The next example has a local and a global minimum, separated by a local maximum. Using the brent method in scipy as before the script found the global minimum using no additional conditions, even though no limits were set.

Non-Convex univariate function, has more than one extrema

The result is the red point

Show/Hide Code brent_non_convex.py

# optimize non-convex objective function
from numpy import arange
from scipy.optimize import minimize_scalar
import matplotlib.pyplot as plt
import seaborn as sns

sns.set_theme()

# objective function
def objective(x):
 return (x - 2.0) * x * (x + 2.0)**2.0

# minimize the function
result = minimize_scalar(objective, method='brent')
# summarize the result
opt_x, opt_y = result['x'], result['fun']
print('Optimal Input x: %.6f' % opt_x)
print('Optimal Output f(x): %.6f' % opt_y)
print('Total Evaluations n: %d' % result['nfev'])
# define the range
r_min, r_max = -3.0, 2.5
# prepare inputs
inputs = arange(r_min, r_max, 0.1)
# compute targets
targets = [objective(x) for x in inputs]
# plot inputs vs target
plt.plot(inputs, targets, '--', label='function')
# plot the optima
plt.plot([opt_x], [opt_y], 's', color='r', label='result')

plt.title('Non-Convex Univariate Function \n $x(x - 2.0)(x+2.0)^2$')
plt.xlabel(r'$x$')
plt.ylabel(r'$F(x)$')
plt.legend()
# show the plot
#plt.show()
plt.savefig('../../figures/non_convex_plot.png')

Non-Convex univariate with equal extrema

The results are the red and magenta points

In the special case where both minima are equal the optimize function may require help:

.......
def objective(x):
    return x ** 4 - x ** 2
......
result = minimize_scalar(objective, method='brent')
....

returns x: 0.707107, changing the minimize_scalar call to:

result = minimize_scalar(objective, method='brent', bracket(-1,0))

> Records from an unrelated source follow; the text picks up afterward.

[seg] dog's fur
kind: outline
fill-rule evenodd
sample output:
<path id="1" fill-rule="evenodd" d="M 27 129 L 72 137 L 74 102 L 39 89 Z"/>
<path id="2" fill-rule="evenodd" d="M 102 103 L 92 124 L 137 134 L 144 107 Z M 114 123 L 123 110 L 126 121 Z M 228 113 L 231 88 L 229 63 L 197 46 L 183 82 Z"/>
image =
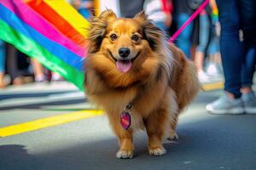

does not change the result, so choose the different method 'bounded':

result = minimize_scalar(objective, method='bounded', bounds=(-1,0))

which requires bounds rather than bracket. This returns x: -0.707107.

Show/Hide Code non_convex_univariate_equal.py

# https://machinelearningmastery.com/univariate-function-optimization-in-python/
# https://realpython.com/python-scipy-cluster-optimize/

# optimize non-convex objective function
from numpy import arange
from scipy.optimize import minimize_scalar
import matplotlib.pyplot as plt
import seaborn as sns

sns.set_theme()

# objective function
def objective(x):
	return x ** 4 - x ** 2

# minimize the function
result = minimize_scalar(objective, method='bounded', bounds=(-1,0))
# summarize the result
opt_x, opt_y = result['x'], result['fun']
print('Optimal Input x: %.6f' % opt_x)
print('Optimal Output f(x): %.6f' % opt_y)
print('Total Evaluations n: %d' % result['nfev'])
# define the range
r_min, r_max = -1.5, 1.5
# prepare inputs
inputs = arange(r_min, r_max, 0.1)
# compute targets
targets = [objective(x) for x in inputs]
# plot inputs vs target
plt.plot(inputs, targets, '--', label='function')
# plot the optima
plt.plot([opt_x], [opt_y], 's', color='r', label='result')
plt.plot(0.707, -0.25, 's', color='m', label='alternative')

plt.title('Non-Convex Univariate Function \n$x^4-x^2$')
plt.xlabel(r'$x$')
plt.ylabel(r'$F(x)$')
plt.legend()
# show the plot
plt.show()
#plt.savefig('../../figures/non_convex_equal.png')

Scipy optimize is a far ranging library that is best read to ascertain its scope . As seen scipy can be also used for root finding, but the methods used would not have been explained so easily.